Are you saying no file in the vault should want to rebuild when it’s opened? Ie. every single file in the vault should not request a rebuild upon opening?

bnemec locked (official-released) data should be rebuilt before lockIng them. at least.

but I had some case of an engineer not rebuilding assemblies.

Engineer A checked in an WIP assy (looking from explorer it had only 2 components in the pdm BOM in fact there were dozen in multiple sub assys inside the 3d data)

As result engineer B with read only permission in the vault loaded that assy and was not able to see a new added part that was supposed to be there in the latest version.

Problem was SW loaded the not rebuilt assy found it broken and modified it locally somehow so engineet B “latest version” was not the same as the server one (green clock icon) and the new added part was not referenced anywhere inside the assy.

I made engineer A load the broken assy he made, check it out, rebuild it from the leaf and check in again.
engineer B was able to see the assy as designed with the real latest version from the server.
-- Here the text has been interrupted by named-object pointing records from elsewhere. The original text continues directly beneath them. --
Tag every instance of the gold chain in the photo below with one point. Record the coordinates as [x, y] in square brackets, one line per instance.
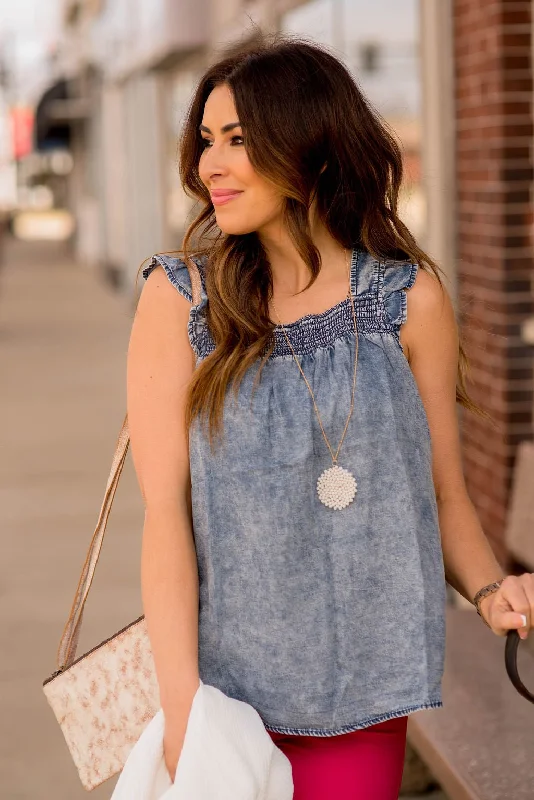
[334, 457]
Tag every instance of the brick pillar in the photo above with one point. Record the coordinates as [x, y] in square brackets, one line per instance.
[494, 129]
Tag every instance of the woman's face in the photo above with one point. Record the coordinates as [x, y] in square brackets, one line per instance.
[243, 200]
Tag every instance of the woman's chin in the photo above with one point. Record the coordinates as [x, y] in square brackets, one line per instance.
[234, 227]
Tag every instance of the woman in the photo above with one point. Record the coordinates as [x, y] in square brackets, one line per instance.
[310, 586]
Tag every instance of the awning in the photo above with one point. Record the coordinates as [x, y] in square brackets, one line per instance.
[56, 111]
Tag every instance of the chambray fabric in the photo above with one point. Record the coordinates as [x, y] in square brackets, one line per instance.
[325, 621]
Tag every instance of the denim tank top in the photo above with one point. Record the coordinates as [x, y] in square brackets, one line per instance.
[325, 621]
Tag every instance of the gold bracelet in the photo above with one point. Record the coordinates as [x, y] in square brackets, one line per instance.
[484, 592]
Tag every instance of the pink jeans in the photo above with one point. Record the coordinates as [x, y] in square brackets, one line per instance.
[363, 765]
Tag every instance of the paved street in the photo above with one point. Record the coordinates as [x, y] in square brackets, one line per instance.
[63, 342]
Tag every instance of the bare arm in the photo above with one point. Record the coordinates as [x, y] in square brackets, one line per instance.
[159, 366]
[430, 340]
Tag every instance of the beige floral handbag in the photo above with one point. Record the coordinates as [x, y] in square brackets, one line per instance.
[105, 698]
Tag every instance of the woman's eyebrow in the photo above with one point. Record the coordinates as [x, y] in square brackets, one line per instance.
[224, 129]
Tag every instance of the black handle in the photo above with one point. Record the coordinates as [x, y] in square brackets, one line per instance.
[510, 660]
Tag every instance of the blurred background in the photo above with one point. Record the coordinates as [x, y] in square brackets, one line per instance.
[92, 96]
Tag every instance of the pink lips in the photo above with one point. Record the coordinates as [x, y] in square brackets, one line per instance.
[221, 196]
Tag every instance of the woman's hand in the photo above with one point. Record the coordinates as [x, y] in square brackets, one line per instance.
[511, 606]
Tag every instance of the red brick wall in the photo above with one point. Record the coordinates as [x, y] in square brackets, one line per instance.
[493, 88]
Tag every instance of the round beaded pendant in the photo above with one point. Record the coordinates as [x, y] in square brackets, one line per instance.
[336, 487]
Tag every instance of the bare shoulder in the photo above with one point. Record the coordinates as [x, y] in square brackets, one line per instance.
[160, 363]
[430, 319]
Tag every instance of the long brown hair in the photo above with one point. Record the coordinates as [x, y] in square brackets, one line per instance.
[302, 110]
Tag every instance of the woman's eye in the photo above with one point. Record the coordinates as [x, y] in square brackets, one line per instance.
[235, 140]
My explaination is engineer B was stuck in a loop: he took the latest version from the server (broken) SW overwrote it creating a local new version on the spot (triggering the “newer” flag on its pc; or better a “different from current and past versions stored in the server” flag) remember this user was supposed to read only the vault data.
And even rebuilding the WIP assy locally on his pc was useless.

PDM is a nightmare without proper settings and discipline.
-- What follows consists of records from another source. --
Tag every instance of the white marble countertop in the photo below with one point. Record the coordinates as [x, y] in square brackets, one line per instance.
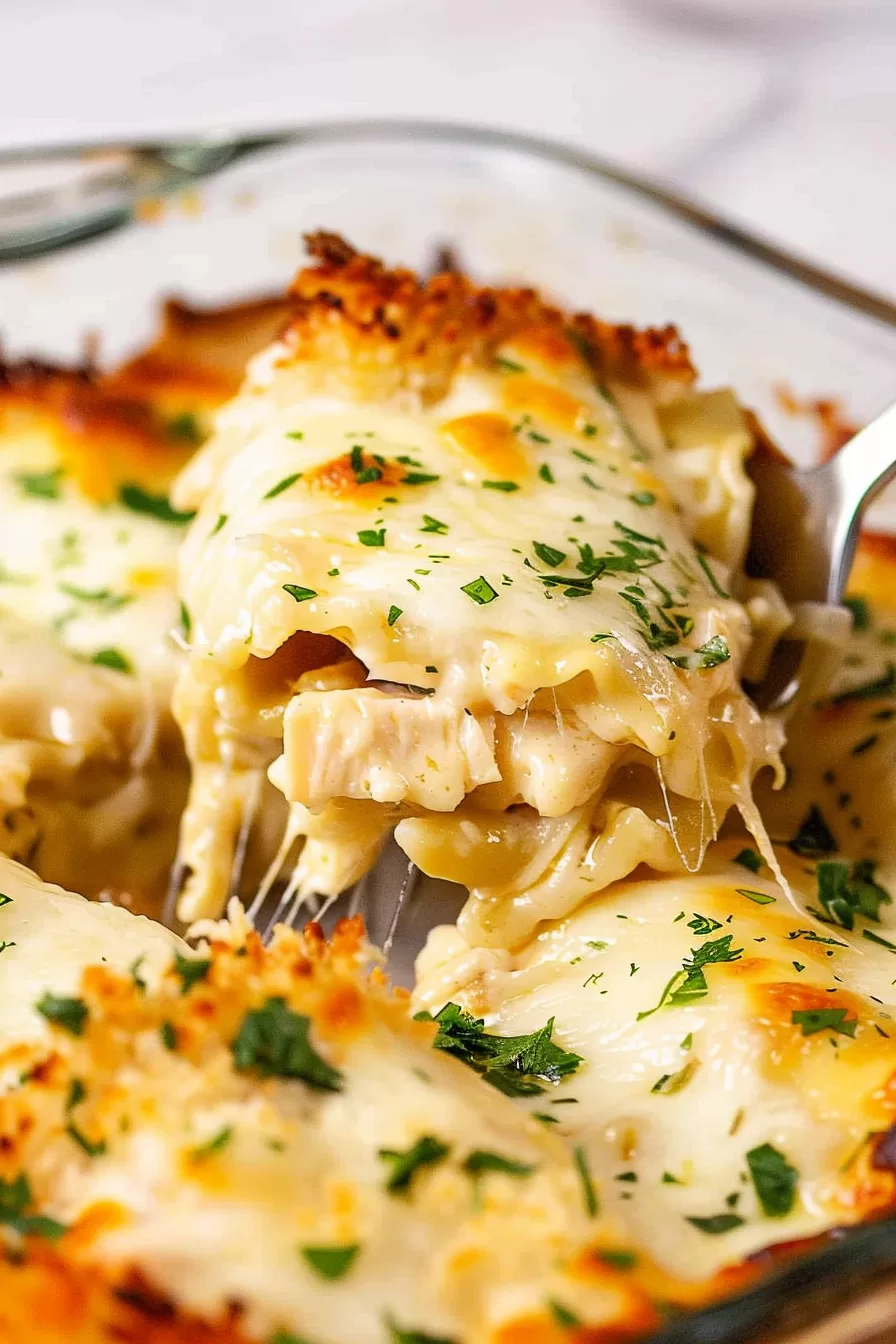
[783, 120]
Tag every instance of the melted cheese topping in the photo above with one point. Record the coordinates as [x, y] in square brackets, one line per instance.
[679, 1090]
[227, 1186]
[505, 585]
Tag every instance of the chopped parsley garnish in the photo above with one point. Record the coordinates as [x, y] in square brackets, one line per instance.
[860, 612]
[113, 659]
[709, 655]
[548, 554]
[589, 1192]
[759, 898]
[15, 1199]
[364, 475]
[566, 1319]
[703, 925]
[215, 1144]
[875, 690]
[405, 1165]
[184, 428]
[704, 565]
[813, 1020]
[481, 1160]
[774, 1179]
[104, 598]
[153, 506]
[399, 1335]
[372, 536]
[69, 1014]
[689, 984]
[191, 971]
[331, 1261]
[480, 592]
[300, 593]
[282, 485]
[814, 836]
[718, 1223]
[517, 1066]
[423, 479]
[273, 1043]
[672, 1083]
[844, 893]
[42, 485]
[881, 942]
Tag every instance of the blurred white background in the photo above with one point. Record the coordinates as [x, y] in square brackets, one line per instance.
[778, 113]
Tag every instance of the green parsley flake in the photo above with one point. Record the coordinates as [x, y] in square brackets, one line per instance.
[716, 1225]
[113, 659]
[273, 1043]
[774, 1179]
[69, 1014]
[481, 1160]
[152, 506]
[191, 971]
[405, 1165]
[548, 554]
[813, 1020]
[42, 485]
[589, 1192]
[282, 485]
[215, 1144]
[480, 590]
[372, 536]
[15, 1199]
[331, 1261]
[517, 1066]
[300, 593]
[759, 898]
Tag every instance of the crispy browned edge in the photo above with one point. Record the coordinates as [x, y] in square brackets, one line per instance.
[405, 332]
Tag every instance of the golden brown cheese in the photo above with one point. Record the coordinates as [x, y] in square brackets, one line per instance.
[93, 776]
[258, 1141]
[488, 549]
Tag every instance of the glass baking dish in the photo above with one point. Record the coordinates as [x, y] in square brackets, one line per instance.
[513, 210]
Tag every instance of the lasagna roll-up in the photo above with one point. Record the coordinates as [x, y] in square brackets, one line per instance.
[93, 773]
[462, 570]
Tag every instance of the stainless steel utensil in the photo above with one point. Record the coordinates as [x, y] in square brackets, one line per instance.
[805, 527]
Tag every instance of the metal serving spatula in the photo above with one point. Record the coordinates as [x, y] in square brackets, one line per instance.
[805, 527]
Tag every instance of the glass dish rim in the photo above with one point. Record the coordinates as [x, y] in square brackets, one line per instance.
[861, 1257]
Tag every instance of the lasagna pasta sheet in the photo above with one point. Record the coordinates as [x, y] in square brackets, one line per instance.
[462, 567]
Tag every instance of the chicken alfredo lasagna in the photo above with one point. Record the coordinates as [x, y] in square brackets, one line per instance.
[468, 569]
[92, 766]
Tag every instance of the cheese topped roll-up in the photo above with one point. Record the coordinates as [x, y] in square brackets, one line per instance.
[243, 1144]
[93, 774]
[462, 569]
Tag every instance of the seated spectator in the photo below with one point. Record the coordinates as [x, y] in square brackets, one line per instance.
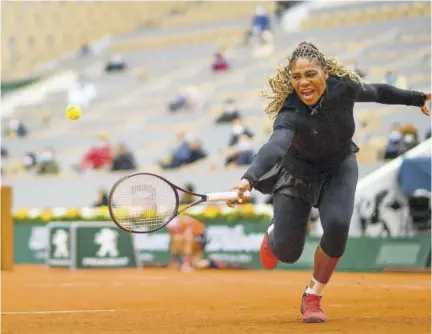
[188, 98]
[260, 23]
[102, 199]
[409, 142]
[85, 50]
[16, 128]
[82, 93]
[394, 145]
[46, 164]
[237, 130]
[123, 160]
[189, 152]
[115, 64]
[29, 161]
[229, 114]
[395, 79]
[187, 198]
[264, 46]
[98, 156]
[220, 64]
[353, 66]
[243, 154]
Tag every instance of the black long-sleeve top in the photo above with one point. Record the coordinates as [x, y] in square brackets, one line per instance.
[313, 144]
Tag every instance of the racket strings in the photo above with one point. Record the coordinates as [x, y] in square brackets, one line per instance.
[143, 203]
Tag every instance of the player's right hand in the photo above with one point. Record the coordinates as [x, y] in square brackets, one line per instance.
[241, 188]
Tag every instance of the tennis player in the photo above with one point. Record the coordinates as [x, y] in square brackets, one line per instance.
[310, 160]
[188, 240]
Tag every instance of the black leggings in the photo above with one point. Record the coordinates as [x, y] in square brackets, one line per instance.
[336, 203]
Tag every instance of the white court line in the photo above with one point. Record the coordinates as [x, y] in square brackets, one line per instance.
[56, 312]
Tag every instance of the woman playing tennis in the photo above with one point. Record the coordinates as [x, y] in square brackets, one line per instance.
[310, 160]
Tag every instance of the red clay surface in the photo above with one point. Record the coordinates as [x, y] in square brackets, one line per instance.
[160, 301]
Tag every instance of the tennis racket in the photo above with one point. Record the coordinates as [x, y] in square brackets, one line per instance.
[145, 202]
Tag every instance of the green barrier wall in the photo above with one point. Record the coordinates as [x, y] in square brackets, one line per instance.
[239, 244]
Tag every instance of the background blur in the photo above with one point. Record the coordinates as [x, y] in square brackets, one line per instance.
[174, 88]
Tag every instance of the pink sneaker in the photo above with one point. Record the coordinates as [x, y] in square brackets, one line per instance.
[311, 309]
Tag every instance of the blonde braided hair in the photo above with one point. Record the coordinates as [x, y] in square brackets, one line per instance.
[281, 86]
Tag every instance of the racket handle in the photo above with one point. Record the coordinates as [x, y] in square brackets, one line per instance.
[220, 197]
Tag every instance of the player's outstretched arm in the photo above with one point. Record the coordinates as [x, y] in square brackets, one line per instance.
[388, 94]
[273, 151]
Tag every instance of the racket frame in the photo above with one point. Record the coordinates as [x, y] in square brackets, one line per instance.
[203, 198]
mp3-250 The read-only user having a newer “local (green icon)” version without it being checked out is either a bug, or the user manually removed the read-only flag on the file.
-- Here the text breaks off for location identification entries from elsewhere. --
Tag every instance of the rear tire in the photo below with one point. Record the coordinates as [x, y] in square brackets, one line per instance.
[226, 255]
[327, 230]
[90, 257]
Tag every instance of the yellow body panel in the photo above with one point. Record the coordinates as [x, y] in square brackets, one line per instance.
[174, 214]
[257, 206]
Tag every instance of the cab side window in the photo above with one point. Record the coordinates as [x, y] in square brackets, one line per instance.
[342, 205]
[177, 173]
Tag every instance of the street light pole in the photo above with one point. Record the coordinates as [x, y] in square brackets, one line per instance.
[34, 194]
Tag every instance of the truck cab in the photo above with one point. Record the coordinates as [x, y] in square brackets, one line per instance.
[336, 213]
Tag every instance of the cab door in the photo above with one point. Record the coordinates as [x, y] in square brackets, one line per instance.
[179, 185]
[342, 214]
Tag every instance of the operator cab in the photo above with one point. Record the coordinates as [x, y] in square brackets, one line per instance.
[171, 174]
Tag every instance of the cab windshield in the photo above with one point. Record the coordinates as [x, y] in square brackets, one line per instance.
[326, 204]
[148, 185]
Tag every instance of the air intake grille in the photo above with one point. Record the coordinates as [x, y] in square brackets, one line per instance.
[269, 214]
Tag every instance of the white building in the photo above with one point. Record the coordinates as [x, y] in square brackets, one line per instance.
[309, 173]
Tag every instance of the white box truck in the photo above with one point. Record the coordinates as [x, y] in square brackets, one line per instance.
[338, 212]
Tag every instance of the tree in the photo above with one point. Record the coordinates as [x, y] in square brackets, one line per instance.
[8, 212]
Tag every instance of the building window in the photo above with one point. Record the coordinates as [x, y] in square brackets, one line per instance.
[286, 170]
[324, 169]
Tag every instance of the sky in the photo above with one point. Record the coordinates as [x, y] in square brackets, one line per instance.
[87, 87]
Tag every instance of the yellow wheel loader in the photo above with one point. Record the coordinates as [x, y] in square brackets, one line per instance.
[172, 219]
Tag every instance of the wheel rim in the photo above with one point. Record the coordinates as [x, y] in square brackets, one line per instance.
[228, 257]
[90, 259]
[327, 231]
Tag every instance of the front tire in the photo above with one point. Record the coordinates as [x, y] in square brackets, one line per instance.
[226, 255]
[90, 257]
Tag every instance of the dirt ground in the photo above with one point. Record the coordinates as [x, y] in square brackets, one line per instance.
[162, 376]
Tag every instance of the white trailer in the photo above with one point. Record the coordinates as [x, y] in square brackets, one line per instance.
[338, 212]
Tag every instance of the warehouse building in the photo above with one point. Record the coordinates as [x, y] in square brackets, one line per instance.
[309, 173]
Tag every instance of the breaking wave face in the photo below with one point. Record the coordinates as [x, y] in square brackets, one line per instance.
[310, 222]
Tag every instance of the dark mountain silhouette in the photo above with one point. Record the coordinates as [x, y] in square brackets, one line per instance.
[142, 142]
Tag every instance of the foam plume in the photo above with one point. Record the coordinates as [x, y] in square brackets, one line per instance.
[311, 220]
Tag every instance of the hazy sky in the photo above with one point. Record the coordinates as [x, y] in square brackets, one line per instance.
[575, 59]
The bug being that sometimes the system may fail to reapply the read-only flag to the local file on check-in, if the user never had checkout rights then that may not be the case here. I’ve seen some programs (like Altium) uncheck the read-only flag themselves but not SolidWorks or office docs. The other way I’ve seen this happen is the user right clicks the file, select properties and removes the read-only flag themselves without checking out the file. Then they can write to their local copy.

Engineer B uses SW to check A design he has not interest or skill to tamper the system, he mesasure here and there nothing more.

it could be a bug, but when I made engineer A rebuild its files the BOM tab magically shown dozen of files and B was immediately able to take the latest version as expected.

very likely A put together the top assy checked in once without rebuilding at all than modified only one sub assy witthout touching the parents.

I should have time I investigate properly, but all the hours I spent in debugging SW and PDM (like their bugged reference scripts in task) are hardly paying back my salary TBH.
I would prefere to solve problems with SW rather than solving SW problems.
sorry for the rant

I’m pretty sure that if B already had the assembly file and it’s refs in local cache when A made the changes then B would need to actively get latest to see the changes.

When user B opens the file (not checked out so it’s read only) but SW will still update if it thinks it’s needed, then they have changes, but that user should not be able to save the file to their local cache. So user B can see all kinds of changes, but cannot save them. That is tough for some users to grasp that what they see is not necessarily exactly what is checked in.

Let me ask, do you ever change a component (transition to WIP and check out and check back in) that is used by a released assembly that cannot be checked out, even by A due to it’s state?